On Mar. 9th, the China Containerized Freight Index issued by Shanghai Shipping Exchange stood at 1,002.71 points, surged 6.4% from last week; while the Shanghai Containerized Freight Index issued by SSE stood at 1,170.57 points, almost no change from last week.
In the Asia/Europe trade lane, volume barely changed and the average slot utilization rate stayed at around 90% this week when it came into the second week since lines carried out the rate rise plan at the beginning of this month.
As the relatively huge rate increase, no substantial volume growth and few capacity cut, the situation that supply outpaces demand has yet to change, and rate started to drop again. However, rate drop restrained this week due to the insistence of lines to hold up the rate. On Mar. 9th, the freight rate plus surcharges from Shanghai to base ports of Europe issued by SSE tumbled 1.7% to $1,388/TEU.
Although the rate hike, effective on Mar.1st, made the biggest growth ever, insiders told the increased rate could just meet the idle expenditure, but still under the breakeven point of lines. It was said that some lines had announced to lift rate again in April.

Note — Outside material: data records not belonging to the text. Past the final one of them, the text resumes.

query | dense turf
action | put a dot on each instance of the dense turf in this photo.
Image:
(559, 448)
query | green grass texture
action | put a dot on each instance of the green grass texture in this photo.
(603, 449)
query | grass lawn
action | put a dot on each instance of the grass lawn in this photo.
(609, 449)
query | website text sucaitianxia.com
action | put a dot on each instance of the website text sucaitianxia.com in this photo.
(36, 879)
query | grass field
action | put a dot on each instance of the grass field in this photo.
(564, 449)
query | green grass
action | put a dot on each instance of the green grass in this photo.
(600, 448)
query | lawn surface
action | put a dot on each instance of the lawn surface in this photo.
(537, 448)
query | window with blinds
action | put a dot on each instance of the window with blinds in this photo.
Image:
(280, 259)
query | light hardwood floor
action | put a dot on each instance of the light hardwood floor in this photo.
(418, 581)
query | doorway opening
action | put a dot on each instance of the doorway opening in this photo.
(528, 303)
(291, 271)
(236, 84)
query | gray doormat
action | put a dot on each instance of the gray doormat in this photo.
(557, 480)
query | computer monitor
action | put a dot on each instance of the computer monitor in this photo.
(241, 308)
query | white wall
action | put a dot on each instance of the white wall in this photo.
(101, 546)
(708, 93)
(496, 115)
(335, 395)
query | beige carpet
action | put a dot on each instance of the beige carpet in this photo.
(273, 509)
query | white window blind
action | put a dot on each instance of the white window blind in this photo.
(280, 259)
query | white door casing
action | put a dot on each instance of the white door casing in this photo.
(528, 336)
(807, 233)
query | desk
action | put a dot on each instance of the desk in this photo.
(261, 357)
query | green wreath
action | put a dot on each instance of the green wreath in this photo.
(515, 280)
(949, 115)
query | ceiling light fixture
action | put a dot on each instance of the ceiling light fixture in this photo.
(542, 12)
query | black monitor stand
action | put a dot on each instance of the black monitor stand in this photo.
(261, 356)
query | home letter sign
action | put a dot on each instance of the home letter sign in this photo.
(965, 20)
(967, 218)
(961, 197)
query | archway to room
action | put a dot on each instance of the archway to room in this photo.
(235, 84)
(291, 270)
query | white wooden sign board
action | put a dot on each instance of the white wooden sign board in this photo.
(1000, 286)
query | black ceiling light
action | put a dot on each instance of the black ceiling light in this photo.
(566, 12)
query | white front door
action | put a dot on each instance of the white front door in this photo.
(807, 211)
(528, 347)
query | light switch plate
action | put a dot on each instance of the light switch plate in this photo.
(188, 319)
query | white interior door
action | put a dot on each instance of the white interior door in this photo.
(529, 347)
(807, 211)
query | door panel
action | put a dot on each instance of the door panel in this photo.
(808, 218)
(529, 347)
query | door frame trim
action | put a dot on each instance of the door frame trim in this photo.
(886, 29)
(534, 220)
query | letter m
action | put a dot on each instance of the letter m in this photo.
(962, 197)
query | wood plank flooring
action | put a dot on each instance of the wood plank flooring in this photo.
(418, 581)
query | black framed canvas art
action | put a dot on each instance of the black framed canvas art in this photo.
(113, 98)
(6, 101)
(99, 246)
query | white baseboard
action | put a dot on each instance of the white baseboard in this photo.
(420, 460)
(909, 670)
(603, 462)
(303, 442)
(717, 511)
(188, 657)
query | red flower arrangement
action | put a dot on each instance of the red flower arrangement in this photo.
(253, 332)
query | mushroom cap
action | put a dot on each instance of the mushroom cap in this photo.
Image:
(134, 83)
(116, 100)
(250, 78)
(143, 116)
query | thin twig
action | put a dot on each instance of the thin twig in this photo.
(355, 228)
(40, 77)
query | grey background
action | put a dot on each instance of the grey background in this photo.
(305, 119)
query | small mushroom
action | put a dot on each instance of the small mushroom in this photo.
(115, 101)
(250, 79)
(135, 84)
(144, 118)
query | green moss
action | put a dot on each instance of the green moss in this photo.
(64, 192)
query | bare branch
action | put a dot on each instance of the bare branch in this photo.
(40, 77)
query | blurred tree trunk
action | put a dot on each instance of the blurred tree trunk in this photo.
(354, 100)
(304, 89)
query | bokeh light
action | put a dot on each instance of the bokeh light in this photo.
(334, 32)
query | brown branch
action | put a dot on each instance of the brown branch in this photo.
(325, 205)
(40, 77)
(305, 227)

Space supply was stable this week in the North America service. Volume rose moderately as shippers wanted to secure their cargo on board when they heard that lines would raise rate on Mar.15th. The average slot utilization rate for the USWC and USEC services both went up to around 95%. Despite the firm demand, rate continued to inch down ahead of the rate rise. On Mar. 9th, the freight rates plus surcharges from Shanghai to base ports of USWC and USEC issued by SSE stood at $1,753/FEU and $2,914/FEU, respectively lost 0.3% and 0.1% from last week.
MSC planned to deploy two mega ships, one 12,500 teu vessel and one 11,600 teu vessel, in this trade lane, which means lines started to upgrade the capacity in Pacific, putting a great challenge for market to absorb capacity.
In the Australia and Singapore trade lane, rate soared near the middle of the month and volume elevated this week, with the average slot utilization rate back to around 90%. Rate started to pick up as some lines carried out rate hike. On Mar. 9th, the freight rate plus surcharges from Shanghai to base ports of the Australia and Singapore issued by SSE jumped up 3.6% from last week to $744/TEU.
Demand remained sluggish this week in the South America trade, where the average slot utilization rate lingered at 70% or so. However, the news that some carriers would lift rate shortly slowed the rate decline. On Mar. 9th, the freight rate plus surcharges from Shanghai to base ports of South America issued by SSE tumbled 1.5％ against last week to $1,271/TEU, compared to the decline of 4.8% last week.
In the Japan service, volume kept steady this week, where the average slot utilization rate marked at around 70%. It was reported that some lines started to levy $100/teu of General Bunker Floating (GBF) this week, which somewhat boosted the average rate level. On Mar. 9th, the freight index of the Japan service issued by SSE was reported at 762.78 points.